Michael Ho has posted comments on this change.

Change subject: IMPALA-4192: Disentangle Expr and ExprContext
......................................................................


Patch Set 10:

(57 comments)

http://gerrit.cloudera.org:8080/#/c/5483/9/be/src/exec/aggregation-node.cc
File be/src/exec/aggregation-node.cc:

Line 66:     output_tuple_desc_(descs.GetTupleDescriptor(output_tuple_id_)),
> initialize in .h where possible
While I appreciate the suggestion, I prefer not to add more unrelated clean-up 
to this already gigantic patch.


Line 88:         desc->type() == grouping_exprs_[i]->type());
> i would intuitively think that the build row is the input row.
renamed to intermediate_row_desc_.


Line 97: 
> it feels dicey to pass a reference to an automatic variable, Init() might h
Done


Line 232:   int count = 0;
> isn't that the same as const X**?
Not really :-).

const X** is pointer to pointer to constant X.
X* const * is pointer to constant pointer to X.

The latter fits the bill of vector::data().


http://gerrit.cloudera.org:8080/#/c/5483/9/be/src/exec/data-sink.h
File be/src/exec/data-sink.h:

Line 122:   /// Output expressions to convert row batches onto output values.
> It's confusing that these aren't used in all subclasses of DataSink (e.g.

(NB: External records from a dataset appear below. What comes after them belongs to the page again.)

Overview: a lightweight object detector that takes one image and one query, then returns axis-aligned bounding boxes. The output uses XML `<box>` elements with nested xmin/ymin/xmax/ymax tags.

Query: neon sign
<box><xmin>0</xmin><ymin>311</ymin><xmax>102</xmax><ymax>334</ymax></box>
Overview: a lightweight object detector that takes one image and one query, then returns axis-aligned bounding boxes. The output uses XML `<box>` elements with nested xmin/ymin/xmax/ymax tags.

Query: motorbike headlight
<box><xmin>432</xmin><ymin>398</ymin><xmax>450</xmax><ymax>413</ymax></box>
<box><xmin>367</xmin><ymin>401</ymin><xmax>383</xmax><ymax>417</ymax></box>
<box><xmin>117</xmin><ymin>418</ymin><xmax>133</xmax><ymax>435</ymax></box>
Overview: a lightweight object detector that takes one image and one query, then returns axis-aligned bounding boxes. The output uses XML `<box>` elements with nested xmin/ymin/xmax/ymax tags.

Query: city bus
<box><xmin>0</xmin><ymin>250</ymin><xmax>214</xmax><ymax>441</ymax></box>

D
Done


http://gerrit.cloudera.org:8080/#/c/5483/9/be/src/exec/hash-table.h
File be/src/exec/hash-table.h:

PS9, Line 485: 
?


http://gerrit.cloudera.org:8080/#/c/5483/9/be/src/exec/kudu-scanner.cc
File be/src/exec/kudu-scanner.cc:

PS9, Line 69: 
> Does this mean that multiple scanner threads share a single MemPool? That d
Nice catch. I hit similar bugs in HDFS scanners before. Those scanners also 
have a per-scanner MemPool.


http://gerrit.cloudera.org:8080/#/c/5483/9/be/src/exec/sort-node.h
File be/src/exec/sort-node.h:

PS9, Line 68: :vector<ScalarExpr
> materialize_tuple_ doesn't seem to be defined. I think we always need these
Done


Line 69: 
> See my comment about the name in sorter.h.
Done


http://gerrit.cloudera.org:8080/#/c/5483/9/be/src/exec/subplan-node.h
File be/src/exec/subplan-node.h:

Line 65:   /// tree rooted at 'node' and does any initialization that is 
required as a result of
> * and do any initialization that is required as a result of setting the sub
Done


http://gerrit.cloudera.org:8080/#/c/5483/9/be/src/exec/topn-node.h
File be/src/exec/topn-node.h:

PS9, Line 78: output_tuple_exprs_;
> output_tuple_exprs_? Usually when we have exprs materializing tuples it's n
Done


http://gerrit.cloudera.org:8080/#/c/5483/9/be/src/exprs/agg-fn-evaluator.cc
File be/src/exprs/agg-fn-evaluator.cc:

Line 96:     MemPool* mem_pool, AggFnEvaluator** result) {
> move input params to front
Done


Line 161: Status AggFnEvaluator::Open(
> why not const&?
Done


Line 514: 
> single line, here and subsequent functions, where possible
Done


http://gerrit.cloudera.org:8080/#/c/5483/9/be/src/exprs/agg-fn-evaluator.h
File be/src/exprs/agg-fn-evaluator.h:

Line 80:   /// and caches all constant input arguments.
> regarding the caching: is there already a todo to move that into the expr s
TODO added.


PS9, Line 94: o, it
> Maybe this should be called ShallowClone() to make it more explicit. Withou
Done


http://gerrit.cloudera.org:8080/#/c/5483/9/be/src/exprs/agg-fn.cc
File be/src/exprs/agg-fn.cc:

Line 68:   }
> scalarexpr does that in create. do the same for this class?
Done


http://gerrit.cloudera.org:8080/#/c/5483/9/be/src/exprs/expr.cc
File be/src/exprs/expr.cc:

Line 87:   for (int i = 0; i < num_children; ++i) {
> we don't use 'const ..' elsewhere for automatic variables.
Done


Line 88:     *child_node_idx += 1;
> formatting
Done


Line 92:   return Status::OK();
> what is this referring to?
Stale comment. Removed.


http://gerrit.cloudera.org:8080/#/c/5483/9/be/src/exprs/expr.h
File be/src/exprs/expr.h:

Line 82: 
> this is really CreateChildren, not CreateTree.
Moved in/out params to end.

As for the naming, this function actually builds out the entire expression tree 
rooted at 'root'. CreateChildren() doesn't seem to fit. May be I misunderstood 
your comment.


Line 134:   /// Called recursively to create children expr trees for 
sub-expressions.
> misleading: the root of the created tree is not 'parent' (the root is insta
I refactored this function and CreateTree() a bit so it's easier to follow now.


Line 135:   ///
> "for subexpressions"
Done


Line 140:   ///   root: root of the new tree. Created and initialized by the 
caller.
> let's call this root_idx, makes it easier to follow
It's called child_node_idx in the new patch.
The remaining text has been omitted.